The marriage ceremony took place in a hotel and as the happy couple were exchanging their vows, a disturbance started outside.

No one could see what was happening – there were no windows – but it was clear a bloke with a very loud voice appeared to be shouting quite angrily.

Guests began to exchange quizzical looks, indeed even the vicar – who was aged about 93, wearing a hearing aid, and who looked like he’d been wheeled out of hospital specially to conduct the service – stopped speaking at one point and cocked his head to one side, like a dog who has heard the faint rustle of a pedigree chum treats packet being opened but can’t quite be sure which direction the noise came from.

The muffled shouting began to die down before, moments later, the back door of the room swung open and a harassed, red-faced man appeared, began to scream ‘can you move your god damn...’ before being grabbed by four members of staff and dragged away, still shouting.

At this point, the bride, who had managed to remain remarkably calm throughout, flopped into a chair and said ‘what the hell’s going on?’, a not unreasonable question in the circumstances.

The ceremony eventually continued in relative peace, the couple were married, then the door swung open again and the hotel manager appeared, flanked by a police officer.

‘I’m sorry about the disturbance,’ he announced, ‘but would the owners of a silver Volkswagen Golf and a red BMW 3 Series be willing to move their vehicles? They are parked over a driveway and the house-holder isn’t very happy about it’.

What had happened was this chap had returned from work, found his drive blocked and gone – and I think this is the technical term – bonkers.

He had demanded the wedding be stopped until the offending vehicles were removed and, after being told no, had punched one of the hotel staff in the face (a very decent right uppercut to the chin by all accounts) and ran up the stairs in a bid to halt proceedings himself.

It was at that point he’d been dragged out by staff and the police called.

By the time the service had finished and the guests traipsed out, there were two police cars and a riot van outside the front door of the hotel.
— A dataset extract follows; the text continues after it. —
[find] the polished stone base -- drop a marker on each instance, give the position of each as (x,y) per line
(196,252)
The bride and groom weren’t best-pleased but on the upside it ensured they will have something to tell the grandkids about their special day.

Stumped for honesty

Michael Vaughan has received a bit of stick for his article about Jonathan Trott.

Referring to Trott’s withdrawal from the Ashes tour in the winter, Vaughan says he felt “conned” to discover the batsman went home not because of the ‘stress-related illness’ claimed at the time but because he was out of form.
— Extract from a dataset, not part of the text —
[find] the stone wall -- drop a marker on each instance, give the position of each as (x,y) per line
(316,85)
Many have accusing Vaughan of dumping from a great height on a former team-mate.

While I often feel uneasy listening to Vaughan on radio (like Nicky Campbell on 5Live, he’s very good at what he does but often sounds a little smug and smarmy with it), I think he makes a lot of salient points about the Trott situation.

Highly-paid professional sportsman have to take the rough with the smooth and can’t just run away when the going gets tough, hiding behind a made-to-measure excuse. As for Vaughan, it is refreshing to find a player-turned-pundit willing to make controversial statements and speak his mind.

All the big networks rush to sign ex-players on their sports shows who are, in the large, as hard-hitting as pundits as Audley Harrison is in the ring.

Alan Hansen, for example, steadfastly refused on Match of the Day to criticise Kenny Dalglish’s disastrous second spell at Liverpool. I wonder if the fact they allegedly regularly played golf together had something to do with it?

There is a broad rule in football, cricket and every other sport that you don’t criticise others in your industry.

It leads to some extremely unobjective and dull punditry, so well done to Vaughan for livening things up.